Öte yandan Solak, “Komisyon başkanı Bursa Milletvekili sayın Mustafa Varank. Dışarıdan gelenleri almıyor, olabilir. Milletvekilleriyle birbirlerine giriyorlar. Bu yasayı komisyondan geçmesi için nasıl savunuyorlar? Sanki milletten yana değil de sermayeden yana gibi. AK Parti’nin ‘milletin partisi, millet ne derse o olur’ sözünü çürüttüler. Oradaki zeytinliklerin sahiplerinin hepsi CHP’li mi?  Bazı rakamlar dolanıyor. Kömürün tonu 400 dolar, zeytinyağının tonu 10 bin dolar. İtalya’da, İspanya’da ekim sahaları çoğaltılırken bizim onları yok etmemizi aklım almıyor. Kavgada dikkatimi çeken bir diğer şey ise Nebi Hatipoğlu Eskişehir Milletvekili İYİ Parti’den seçilmişti. AK Parti’ye geçti. Komisyonda milletvekillerine posta koyuyor. Bir yıl önce olsaydı ve İYİ Parti’deyken komisyonda görevli olsaydı belki tam tersini yapıp Varank’a posta koyacaktı. Buradan millete sağlıklı bir siyaset çıkmaz, üretilmez. Sermayeyi savunana milletvekili diyebilir misiniz? Ben diyemem. Ege’den Akdeniz’e kadar bütün zeytinlikler hedefte.” diye konuştu.

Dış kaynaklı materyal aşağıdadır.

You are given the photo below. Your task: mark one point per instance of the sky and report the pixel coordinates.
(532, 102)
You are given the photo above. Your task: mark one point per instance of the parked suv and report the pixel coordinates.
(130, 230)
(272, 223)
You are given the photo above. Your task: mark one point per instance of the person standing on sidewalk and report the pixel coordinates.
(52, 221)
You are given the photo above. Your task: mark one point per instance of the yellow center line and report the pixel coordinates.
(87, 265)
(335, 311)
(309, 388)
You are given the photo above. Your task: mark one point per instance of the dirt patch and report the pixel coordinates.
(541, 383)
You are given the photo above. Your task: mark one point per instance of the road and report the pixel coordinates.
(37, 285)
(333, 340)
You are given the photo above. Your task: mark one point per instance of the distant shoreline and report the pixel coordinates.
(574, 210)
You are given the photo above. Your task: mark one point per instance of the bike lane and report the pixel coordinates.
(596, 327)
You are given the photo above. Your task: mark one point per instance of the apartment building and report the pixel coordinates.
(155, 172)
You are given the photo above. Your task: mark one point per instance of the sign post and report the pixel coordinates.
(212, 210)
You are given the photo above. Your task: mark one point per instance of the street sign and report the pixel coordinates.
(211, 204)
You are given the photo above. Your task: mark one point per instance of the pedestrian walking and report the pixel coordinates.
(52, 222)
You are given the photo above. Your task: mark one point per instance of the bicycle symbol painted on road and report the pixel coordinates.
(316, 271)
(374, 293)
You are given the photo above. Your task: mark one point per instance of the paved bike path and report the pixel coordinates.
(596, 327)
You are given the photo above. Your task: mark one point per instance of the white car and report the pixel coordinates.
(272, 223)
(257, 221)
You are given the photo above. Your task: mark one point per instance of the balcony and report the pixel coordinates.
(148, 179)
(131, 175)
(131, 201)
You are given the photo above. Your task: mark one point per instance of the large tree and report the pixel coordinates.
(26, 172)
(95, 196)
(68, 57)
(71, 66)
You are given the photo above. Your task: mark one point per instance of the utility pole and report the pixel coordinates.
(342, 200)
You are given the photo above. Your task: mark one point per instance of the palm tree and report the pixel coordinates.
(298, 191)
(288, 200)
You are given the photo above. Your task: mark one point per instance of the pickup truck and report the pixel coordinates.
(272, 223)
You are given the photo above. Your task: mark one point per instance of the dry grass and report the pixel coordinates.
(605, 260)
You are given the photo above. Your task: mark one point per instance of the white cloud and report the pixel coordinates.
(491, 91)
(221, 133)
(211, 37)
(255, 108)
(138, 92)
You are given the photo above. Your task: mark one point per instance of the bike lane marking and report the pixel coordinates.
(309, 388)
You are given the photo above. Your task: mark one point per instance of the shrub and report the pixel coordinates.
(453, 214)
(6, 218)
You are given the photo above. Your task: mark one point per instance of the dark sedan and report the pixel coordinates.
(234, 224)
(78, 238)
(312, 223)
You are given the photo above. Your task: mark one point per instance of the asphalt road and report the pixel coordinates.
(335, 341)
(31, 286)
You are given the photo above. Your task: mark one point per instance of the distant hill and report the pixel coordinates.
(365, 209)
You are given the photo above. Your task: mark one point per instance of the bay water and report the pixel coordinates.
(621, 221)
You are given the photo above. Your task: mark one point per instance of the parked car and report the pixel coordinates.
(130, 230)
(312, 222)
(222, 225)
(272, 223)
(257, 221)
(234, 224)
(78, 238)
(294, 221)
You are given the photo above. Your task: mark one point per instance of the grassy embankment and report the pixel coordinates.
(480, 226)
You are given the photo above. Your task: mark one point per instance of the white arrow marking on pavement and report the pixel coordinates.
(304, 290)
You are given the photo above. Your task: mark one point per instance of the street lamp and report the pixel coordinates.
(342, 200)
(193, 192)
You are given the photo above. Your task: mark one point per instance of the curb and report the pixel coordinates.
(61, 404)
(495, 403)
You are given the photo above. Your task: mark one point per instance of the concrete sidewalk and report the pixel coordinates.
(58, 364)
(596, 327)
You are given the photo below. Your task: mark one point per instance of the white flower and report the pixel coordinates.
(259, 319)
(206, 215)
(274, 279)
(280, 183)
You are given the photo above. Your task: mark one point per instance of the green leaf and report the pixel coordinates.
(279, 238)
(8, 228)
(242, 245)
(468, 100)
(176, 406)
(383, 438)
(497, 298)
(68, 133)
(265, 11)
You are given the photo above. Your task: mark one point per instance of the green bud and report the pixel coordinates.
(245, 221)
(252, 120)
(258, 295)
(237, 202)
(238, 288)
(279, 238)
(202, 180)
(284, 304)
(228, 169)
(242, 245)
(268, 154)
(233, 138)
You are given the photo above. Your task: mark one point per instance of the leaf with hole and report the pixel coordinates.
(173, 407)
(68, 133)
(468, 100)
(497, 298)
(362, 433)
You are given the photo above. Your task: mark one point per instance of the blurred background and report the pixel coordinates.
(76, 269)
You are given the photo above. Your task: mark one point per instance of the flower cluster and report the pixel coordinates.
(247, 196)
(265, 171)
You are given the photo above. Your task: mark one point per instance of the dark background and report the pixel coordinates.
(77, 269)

“ASGARİ ÜCRETE ZAM GELMEK ZORUNDA!”

Benzin ve motorine gelen zamlarla ilgili Solak, “Geçen hafta 48 TL olan benzin bu hafta 53 TL. 49 TL olan motorin 55-56 TL’lere geldi. Ekonomide bu 3 TL’ler oynuyor ama sektörlerin hepsi dertli. Minibüs şoförünü düşünün geçen hafta mazotunu 48 TL den alıyordu bu hafta 55 TL’den alacak. Kendisi indi bindiye zam yapabildi mi? Hayır. Bunların hepsini düşündüğünüz zaman ekonominin hali iyi değil. Asgari ücret belli. Emekli aylığı belli... Her şeye okkalı zam gelirken, asgari ücretliye zam yapmak zorundalar.” ifadelerine yer verdi.

“TUGAY İZMİRLİLERİN DESTEĞİNİ HOYRATÇA KULLANIYOR”

Gündemde yerini koruyan, İzmir Büyükşehir Belediyesi’nde işten çıkarmalarla ilgili Solak, “Tugay’ın göreve gelmesi 14-15 ay oldu. Biz bu süreçte sadece işçi krizi, sosyal denge tazminatı, grev ve tekrar işçi çıkarma konuşuyoruz. Göreve gelir gelmez son aylarda çok işçi alındığını ve çıkaracağını söyledi. Kamuoyu baskı, eylemlerle birlikte geri adım atıldı. Akabinde memurların sosyal denge tazminatları için ‘çok’ dedi. Sonra eylemlerin ardından orta yolu buldular. 6 ay süren DİSK’le 23 bin işçiyi kapsayan Toplu İş Sözleşmesi süreci oldu. Anlaşma sağlanamadı grev başladı. Olan İzmirliye oldu. Çöpler toplanmadı, ulaşımda sekteye uğradı. Başkan gidip çöpleri topladı. Başkan aslında İzmirlilerin desteğini de aldı. İzmir halkı da ‘Başkan haklı’ dedi. Teklifi düşündüğünüz zaman Türkiye şartlarında iyi rakamlardı. Şimdi o TİS imzalandı. Ardından bu rakamı diretip imzalattığınız için ‘bin küsur işçi çıkaracağım’ dendi. Tugay aldığı desteği biraz hoyratça kullanıyor. Burada evine ekmek götüren kişiler var. Burada aldığınız primi neden boşa harcıyorsunuz? Ayın 15’inden 15’ine sadece ATM’ye giden varsa, tamam. Ancak gelen bilgiler o yönde değil. Bu işçi çıkarmaların 3 bin- 3 bin 500’e varacağı konuşuluyor. Başkan ’batarız’ diyor. Tamam, İller Bankası’ndan para kesiliyor, hükümet senin üzerinde baskı kuruyor ama çözümün adresi sizsiniz. Ona göre aksiyon alacaksınız. Ona göre plan program geliştireceksiniz. O insanların karınlarını doyuracak parayı çıkaracaksınız. Bu iş baştan sona yanlış.” dedi.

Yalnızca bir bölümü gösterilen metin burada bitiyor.